M. Barrès ne s’en tenait pas d’ailleurs à ce rôle, tout négatif, d’observateur ironique et d’écrivain d’opposition. Il intervenait dans les discussions pour défendre, avec une autorité croissante, les causes qu’un intérêt supérieur lui rendait particulièrement chères. A vivre parmi des passions contradictoires, il prenait fortement conscience de dispositions intérieures que la vie, jusqu’alors, semblait avoir un peu obnubilées. » Je ne me connais pas comme un croyant, écrivait-il, mais l’infernale stupidité de nos anticléricaux m’oblige à sentir, à voir dans mon cœur la divine nécessité de la religion de mes pères.
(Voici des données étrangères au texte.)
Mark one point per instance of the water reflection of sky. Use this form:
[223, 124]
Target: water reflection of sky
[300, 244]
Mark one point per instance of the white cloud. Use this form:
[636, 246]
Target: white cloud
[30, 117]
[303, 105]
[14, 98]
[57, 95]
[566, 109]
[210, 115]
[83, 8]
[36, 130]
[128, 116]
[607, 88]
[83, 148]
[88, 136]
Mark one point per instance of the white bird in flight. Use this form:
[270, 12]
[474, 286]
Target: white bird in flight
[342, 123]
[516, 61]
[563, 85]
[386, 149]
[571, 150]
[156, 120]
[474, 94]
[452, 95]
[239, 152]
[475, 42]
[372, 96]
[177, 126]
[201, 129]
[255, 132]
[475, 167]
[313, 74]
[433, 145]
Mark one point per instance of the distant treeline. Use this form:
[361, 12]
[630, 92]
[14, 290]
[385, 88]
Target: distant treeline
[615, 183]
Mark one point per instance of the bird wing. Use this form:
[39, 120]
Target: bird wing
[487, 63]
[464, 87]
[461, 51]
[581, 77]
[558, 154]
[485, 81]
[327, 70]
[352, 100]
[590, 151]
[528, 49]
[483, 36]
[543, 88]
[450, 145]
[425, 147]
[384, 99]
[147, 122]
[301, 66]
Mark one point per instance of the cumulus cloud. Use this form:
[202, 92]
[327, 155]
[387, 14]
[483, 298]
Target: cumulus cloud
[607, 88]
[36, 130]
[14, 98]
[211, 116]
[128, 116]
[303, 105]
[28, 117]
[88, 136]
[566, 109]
Auprès du cercueil de Brunetière, l’autre matin, je songeais que nous rendions à notre respecté ami, dans cette sublime atmosphère des mots latins les plus émouvants, un hommage que nulle puissance ne pourrait ni interdire, ni suppléer. Ce n’est pas que je subisse l’influence des dogmes, mais je m’incline avec amour sous l’inévitable et très chère influence du passé [1]. » C’était retrouver l’état d’esprit, et presque les termes du testament de Fustel de Coulanges. Et, quelques jours après, à la tribune de la Chambre, il déclarait :


Sous couleur de guerre au cléricalisme, c’est la guerre au catholicisme qu’on veut faire. Or je me range parmi les défenseurs du

  1. Le ton de M. Clemenceau (Écho de Paris, 15 décembre 1906), non recueilli en volume.